By Christopher Matthews
It might sound like a “man bites dog” story, but the US has overtaken France as the world’s largest wine-consuming nation in 2010, washing down a record 330 million cases from both US and foreign producers.
I guess we wine writers and bloggers haven’t been toiling (and drinking) in vain!
Presented recently by the Wine Institute, the study (produced by Gomberg, Frederiksen & Associates) estimated the total retail value of US wines sales in 2010 at $30 billion, with California alone accounting for a 61% volume share, valued at $18.5 billion. Although US consumption growth was modest in 2010 at 2%, the future seems bright to Wine Institute President and CEO Robert P. Koch: “Americans are increasingly interested in a lifestyle with wine and food, demonstrated by the presence of wineries in all 50 states and 17 consecutive years of growth in US wine consumption.”
I was particularly pleased to learn that sparkling wine and Champagne sales grew by 10% in 2010, giving hope that US consumers might be expanding their bubbly drinking beyond just special occasions. We should all have more effervescence in our lives, including at the dinner table, where these wines can shine.
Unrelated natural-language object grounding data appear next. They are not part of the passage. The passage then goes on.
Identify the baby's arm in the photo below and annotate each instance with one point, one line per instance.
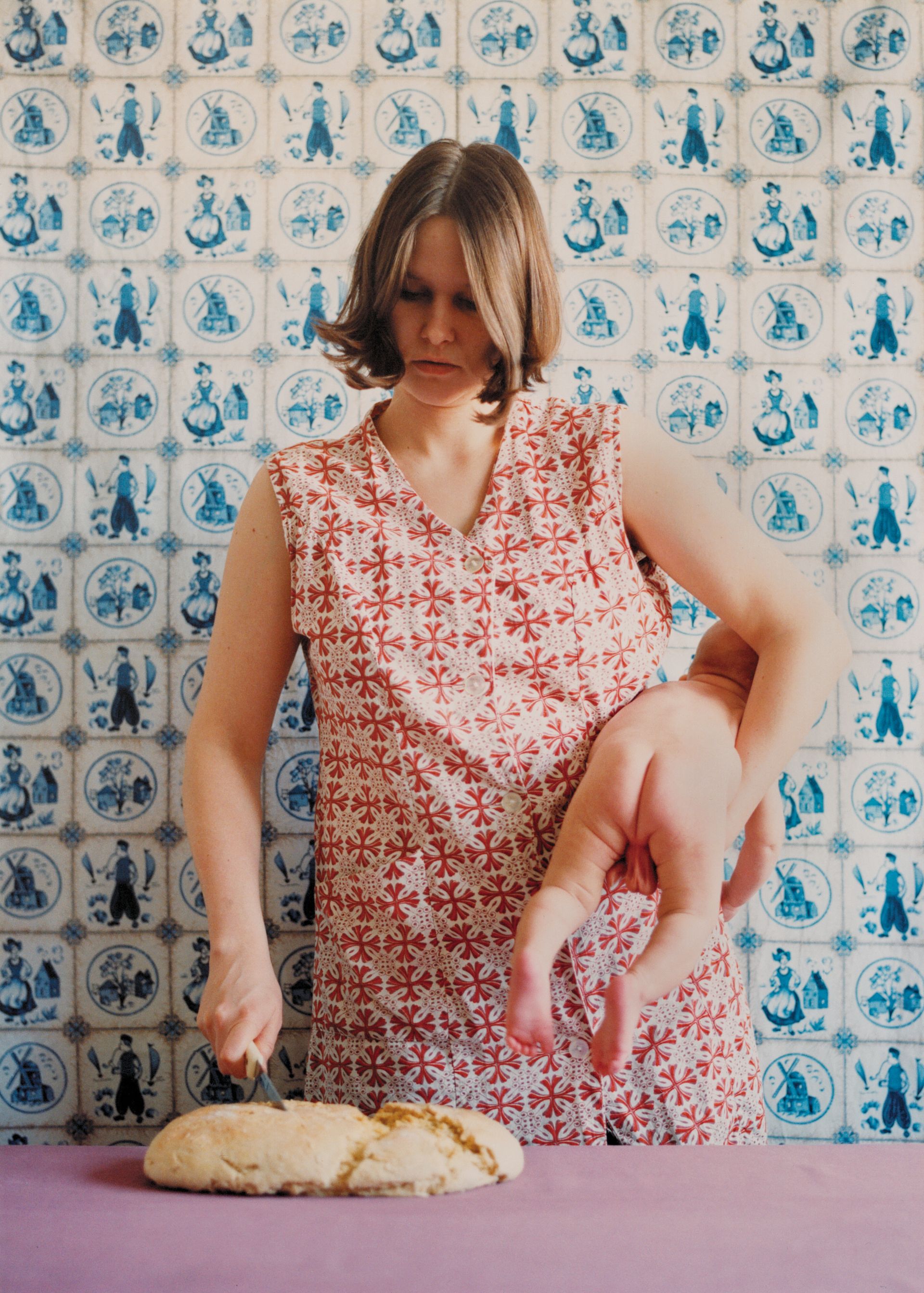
(764, 837)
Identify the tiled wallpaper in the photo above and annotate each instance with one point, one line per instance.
(734, 200)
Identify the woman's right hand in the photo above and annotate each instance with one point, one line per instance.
(242, 1002)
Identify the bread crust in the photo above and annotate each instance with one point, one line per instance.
(314, 1149)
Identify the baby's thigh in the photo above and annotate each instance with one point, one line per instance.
(681, 814)
(609, 794)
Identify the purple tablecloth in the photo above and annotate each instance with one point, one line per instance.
(741, 1220)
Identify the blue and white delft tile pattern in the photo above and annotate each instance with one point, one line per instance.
(734, 200)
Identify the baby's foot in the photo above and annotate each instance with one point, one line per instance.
(612, 1045)
(529, 1009)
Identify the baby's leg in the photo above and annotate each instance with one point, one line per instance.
(683, 811)
(592, 837)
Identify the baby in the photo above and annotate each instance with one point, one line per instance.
(659, 778)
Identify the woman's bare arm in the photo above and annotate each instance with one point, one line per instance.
(250, 656)
(676, 515)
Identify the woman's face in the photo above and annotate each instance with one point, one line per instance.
(436, 319)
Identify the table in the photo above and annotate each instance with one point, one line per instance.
(798, 1218)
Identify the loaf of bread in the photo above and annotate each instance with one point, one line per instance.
(316, 1149)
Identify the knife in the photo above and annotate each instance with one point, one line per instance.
(257, 1067)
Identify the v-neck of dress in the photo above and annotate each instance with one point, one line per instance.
(378, 448)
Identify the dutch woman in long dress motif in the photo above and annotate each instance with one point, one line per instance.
(773, 427)
(14, 608)
(18, 225)
(582, 47)
(772, 236)
(770, 55)
(16, 411)
(396, 43)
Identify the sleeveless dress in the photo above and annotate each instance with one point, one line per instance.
(459, 683)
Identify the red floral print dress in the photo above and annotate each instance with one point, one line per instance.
(459, 683)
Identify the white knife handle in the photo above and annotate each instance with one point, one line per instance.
(255, 1061)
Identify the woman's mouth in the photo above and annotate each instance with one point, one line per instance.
(432, 366)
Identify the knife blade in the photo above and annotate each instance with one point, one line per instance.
(257, 1067)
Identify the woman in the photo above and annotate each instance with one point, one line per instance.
(474, 608)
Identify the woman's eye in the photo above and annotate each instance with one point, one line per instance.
(406, 294)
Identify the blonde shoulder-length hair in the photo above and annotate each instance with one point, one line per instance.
(488, 194)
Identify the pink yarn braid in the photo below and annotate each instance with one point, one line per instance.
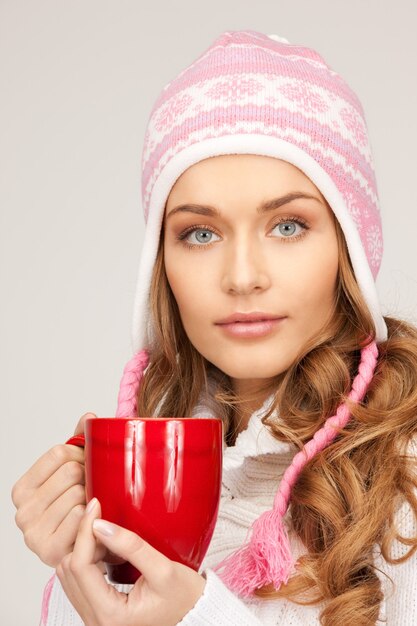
(267, 557)
(129, 385)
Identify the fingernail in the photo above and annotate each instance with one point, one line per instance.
(103, 527)
(90, 506)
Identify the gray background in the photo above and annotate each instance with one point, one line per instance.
(78, 80)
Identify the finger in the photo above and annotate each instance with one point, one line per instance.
(44, 468)
(73, 592)
(68, 475)
(81, 422)
(67, 510)
(150, 562)
(87, 574)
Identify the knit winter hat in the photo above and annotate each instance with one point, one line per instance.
(251, 93)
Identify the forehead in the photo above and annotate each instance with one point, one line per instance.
(241, 179)
(235, 174)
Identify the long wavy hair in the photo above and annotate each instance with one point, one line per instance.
(346, 498)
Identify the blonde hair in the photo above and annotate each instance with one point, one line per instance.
(346, 498)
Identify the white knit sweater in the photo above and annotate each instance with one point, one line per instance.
(252, 469)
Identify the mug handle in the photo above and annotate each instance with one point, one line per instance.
(77, 440)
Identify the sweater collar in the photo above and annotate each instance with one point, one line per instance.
(255, 440)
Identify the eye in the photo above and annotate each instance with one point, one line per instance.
(203, 236)
(288, 226)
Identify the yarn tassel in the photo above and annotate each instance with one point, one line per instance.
(129, 385)
(267, 557)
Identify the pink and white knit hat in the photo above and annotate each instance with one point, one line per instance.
(251, 93)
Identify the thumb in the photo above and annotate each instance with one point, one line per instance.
(80, 426)
(128, 545)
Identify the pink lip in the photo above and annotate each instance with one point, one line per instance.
(251, 329)
(254, 316)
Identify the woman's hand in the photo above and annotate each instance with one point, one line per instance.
(50, 500)
(165, 592)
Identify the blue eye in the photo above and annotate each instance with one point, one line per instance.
(201, 236)
(287, 228)
(204, 234)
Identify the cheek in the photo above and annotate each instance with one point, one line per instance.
(189, 284)
(311, 281)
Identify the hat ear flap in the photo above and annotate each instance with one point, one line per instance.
(129, 385)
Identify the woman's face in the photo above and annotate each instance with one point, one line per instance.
(226, 255)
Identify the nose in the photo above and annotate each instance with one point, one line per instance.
(245, 267)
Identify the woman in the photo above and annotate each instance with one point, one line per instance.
(260, 198)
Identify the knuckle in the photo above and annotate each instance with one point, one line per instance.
(79, 493)
(30, 539)
(59, 453)
(78, 510)
(16, 493)
(20, 518)
(166, 573)
(74, 471)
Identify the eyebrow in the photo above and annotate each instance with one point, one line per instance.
(275, 203)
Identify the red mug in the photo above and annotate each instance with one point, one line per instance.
(159, 477)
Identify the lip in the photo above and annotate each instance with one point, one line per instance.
(251, 329)
(254, 316)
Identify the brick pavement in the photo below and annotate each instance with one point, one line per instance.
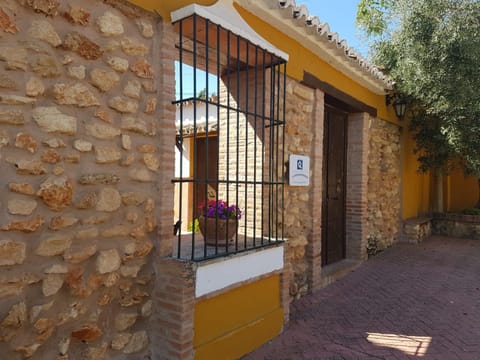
(410, 302)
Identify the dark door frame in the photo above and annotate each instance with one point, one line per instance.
(325, 201)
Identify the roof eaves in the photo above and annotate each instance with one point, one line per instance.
(296, 22)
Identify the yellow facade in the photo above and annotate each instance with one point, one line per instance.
(232, 324)
(416, 193)
(462, 192)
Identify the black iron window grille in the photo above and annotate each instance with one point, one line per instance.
(229, 142)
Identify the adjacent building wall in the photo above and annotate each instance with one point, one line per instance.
(80, 161)
(384, 175)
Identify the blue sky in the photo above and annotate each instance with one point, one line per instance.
(340, 15)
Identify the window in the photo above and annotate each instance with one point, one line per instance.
(229, 142)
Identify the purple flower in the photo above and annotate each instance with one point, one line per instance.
(220, 209)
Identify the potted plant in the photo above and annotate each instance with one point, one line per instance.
(218, 221)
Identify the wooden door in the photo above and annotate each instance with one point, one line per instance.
(334, 176)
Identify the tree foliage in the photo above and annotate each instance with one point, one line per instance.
(432, 49)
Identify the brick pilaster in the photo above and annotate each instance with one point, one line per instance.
(173, 310)
(357, 186)
(165, 88)
(314, 247)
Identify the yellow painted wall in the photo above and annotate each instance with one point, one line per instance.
(301, 59)
(415, 185)
(463, 191)
(235, 323)
(165, 7)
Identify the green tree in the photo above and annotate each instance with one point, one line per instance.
(431, 48)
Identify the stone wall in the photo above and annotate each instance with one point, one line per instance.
(384, 174)
(80, 159)
(300, 212)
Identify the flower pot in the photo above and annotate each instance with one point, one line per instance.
(214, 230)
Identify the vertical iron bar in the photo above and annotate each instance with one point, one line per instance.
(255, 129)
(277, 149)
(237, 168)
(195, 145)
(271, 156)
(284, 120)
(207, 177)
(180, 66)
(227, 165)
(218, 121)
(263, 145)
(246, 142)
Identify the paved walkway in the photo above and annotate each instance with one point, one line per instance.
(410, 302)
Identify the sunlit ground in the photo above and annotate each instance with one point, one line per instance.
(409, 345)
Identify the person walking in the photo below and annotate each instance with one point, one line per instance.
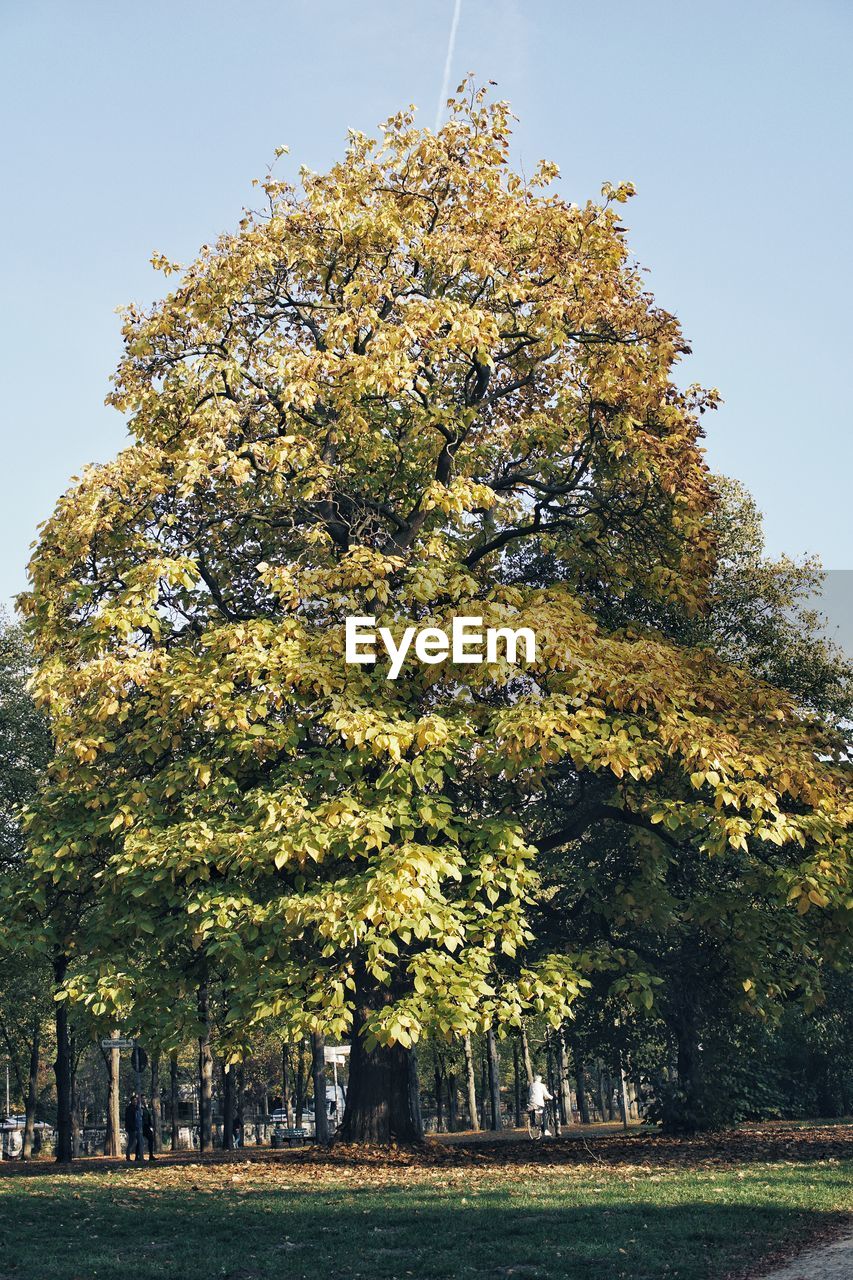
(537, 1097)
(133, 1128)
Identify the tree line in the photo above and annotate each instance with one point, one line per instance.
(420, 387)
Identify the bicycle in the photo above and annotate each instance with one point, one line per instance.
(537, 1123)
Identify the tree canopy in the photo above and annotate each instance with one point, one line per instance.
(414, 387)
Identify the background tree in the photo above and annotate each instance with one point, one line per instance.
(419, 387)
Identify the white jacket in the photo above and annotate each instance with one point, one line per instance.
(538, 1095)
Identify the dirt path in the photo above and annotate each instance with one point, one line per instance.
(824, 1262)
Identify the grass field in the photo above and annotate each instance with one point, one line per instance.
(637, 1207)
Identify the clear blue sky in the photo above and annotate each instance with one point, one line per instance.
(138, 127)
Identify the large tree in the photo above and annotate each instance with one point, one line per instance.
(387, 393)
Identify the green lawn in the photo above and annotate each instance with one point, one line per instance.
(470, 1217)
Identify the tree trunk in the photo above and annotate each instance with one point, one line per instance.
(77, 1124)
(205, 1074)
(495, 1078)
(32, 1091)
(516, 1086)
(318, 1078)
(452, 1105)
(525, 1051)
(300, 1084)
(583, 1101)
(553, 1084)
(228, 1107)
(113, 1138)
(241, 1100)
(382, 1096)
(562, 1078)
(286, 1086)
(470, 1080)
(173, 1100)
(156, 1102)
(414, 1095)
(63, 1072)
(439, 1101)
(623, 1095)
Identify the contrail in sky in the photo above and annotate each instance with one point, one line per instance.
(448, 63)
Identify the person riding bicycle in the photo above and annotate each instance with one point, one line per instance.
(537, 1097)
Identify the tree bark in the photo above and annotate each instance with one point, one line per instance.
(553, 1084)
(495, 1078)
(286, 1084)
(77, 1121)
(516, 1086)
(452, 1104)
(382, 1097)
(562, 1077)
(525, 1051)
(63, 1072)
(583, 1101)
(205, 1074)
(623, 1095)
(113, 1138)
(300, 1086)
(470, 1080)
(228, 1107)
(173, 1100)
(318, 1078)
(32, 1091)
(156, 1101)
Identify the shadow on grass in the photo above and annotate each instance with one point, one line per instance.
(532, 1229)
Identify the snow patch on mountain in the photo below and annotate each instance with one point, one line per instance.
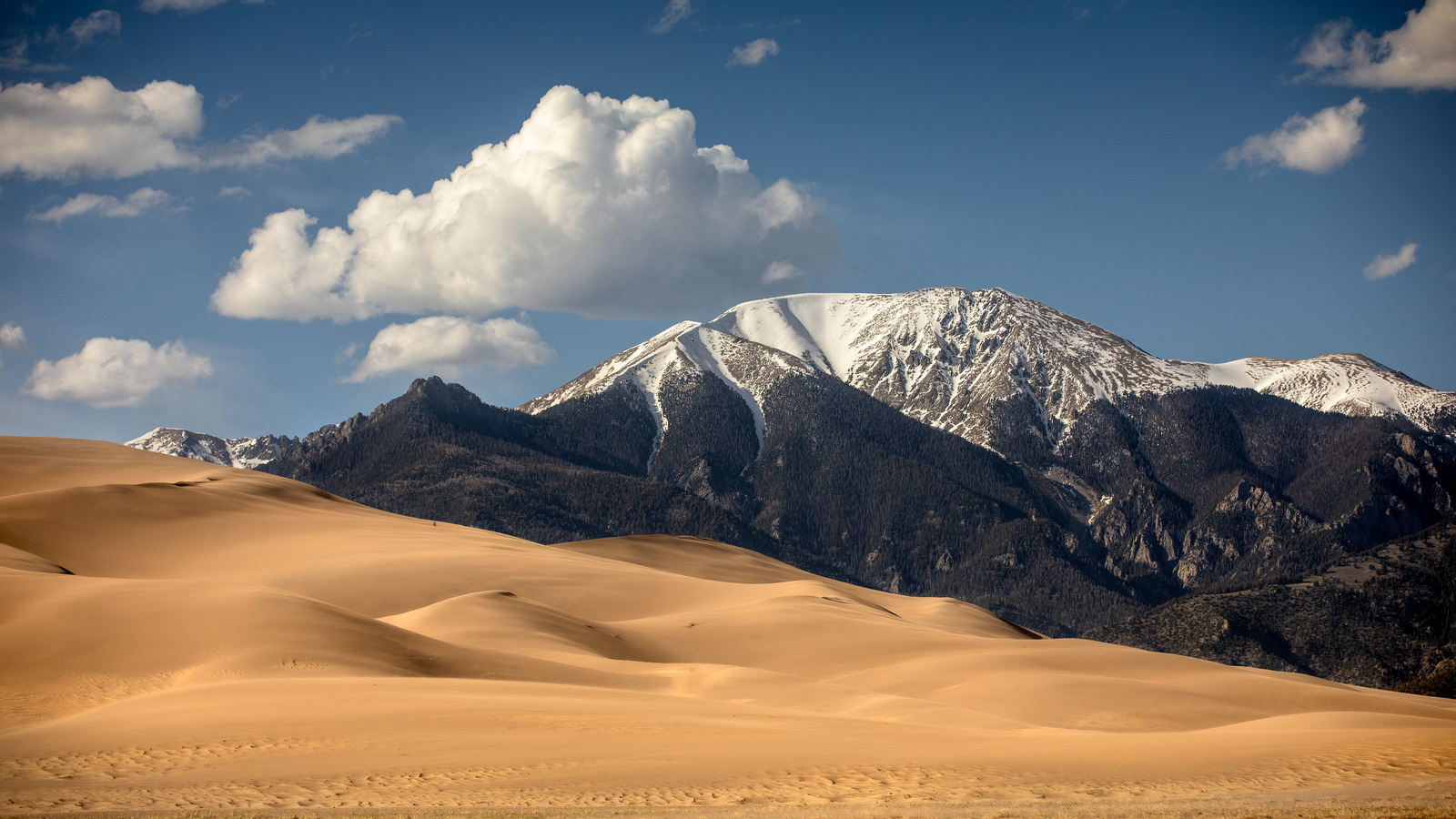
(244, 453)
(948, 358)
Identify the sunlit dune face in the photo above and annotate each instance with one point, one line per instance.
(178, 634)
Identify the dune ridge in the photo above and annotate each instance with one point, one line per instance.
(186, 636)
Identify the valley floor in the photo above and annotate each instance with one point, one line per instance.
(188, 640)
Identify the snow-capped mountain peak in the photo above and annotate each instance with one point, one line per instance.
(948, 356)
(244, 453)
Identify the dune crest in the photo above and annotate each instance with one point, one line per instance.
(179, 634)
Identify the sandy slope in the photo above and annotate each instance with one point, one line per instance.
(177, 634)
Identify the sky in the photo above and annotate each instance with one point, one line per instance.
(248, 217)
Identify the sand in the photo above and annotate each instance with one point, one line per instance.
(177, 634)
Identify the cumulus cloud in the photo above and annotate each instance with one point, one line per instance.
(14, 339)
(1419, 56)
(676, 12)
(1385, 266)
(597, 206)
(754, 53)
(449, 341)
(136, 205)
(114, 372)
(95, 128)
(86, 31)
(1317, 143)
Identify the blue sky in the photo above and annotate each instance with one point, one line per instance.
(182, 239)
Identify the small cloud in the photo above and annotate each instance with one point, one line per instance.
(15, 56)
(1317, 143)
(676, 12)
(94, 128)
(14, 339)
(114, 372)
(1419, 56)
(86, 31)
(360, 31)
(318, 138)
(1385, 266)
(449, 341)
(754, 53)
(779, 271)
(187, 6)
(136, 205)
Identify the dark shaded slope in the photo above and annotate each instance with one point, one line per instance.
(1376, 618)
(439, 452)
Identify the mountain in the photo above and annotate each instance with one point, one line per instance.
(245, 453)
(943, 442)
(1184, 474)
(1376, 618)
(948, 356)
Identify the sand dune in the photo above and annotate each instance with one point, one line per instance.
(177, 634)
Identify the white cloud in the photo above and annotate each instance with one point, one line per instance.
(436, 343)
(136, 205)
(754, 53)
(91, 127)
(96, 130)
(1317, 143)
(111, 372)
(86, 31)
(597, 206)
(1385, 266)
(318, 138)
(1419, 56)
(676, 12)
(14, 339)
While news is mostly good, there’s still work to do. Per capita wine consumption in the US remains low at only 2.6 gallons per year (2008 figures), compared with the world leader, Vatican City, at 17.6 gallons (Catholic hierarchy under pressure?), France at 14.1 and Italy at 13.2. Nevertheless, the per capita rate has increased 14.5% in the US since 2004, while it has fallen 2.5% in France over the same period. We’ve certainly got room to expand. But the real object of salivation for wine exporters must be China, which, with a population of 1.3 billion, only imbibes at a 0.29 gallon per capita clip!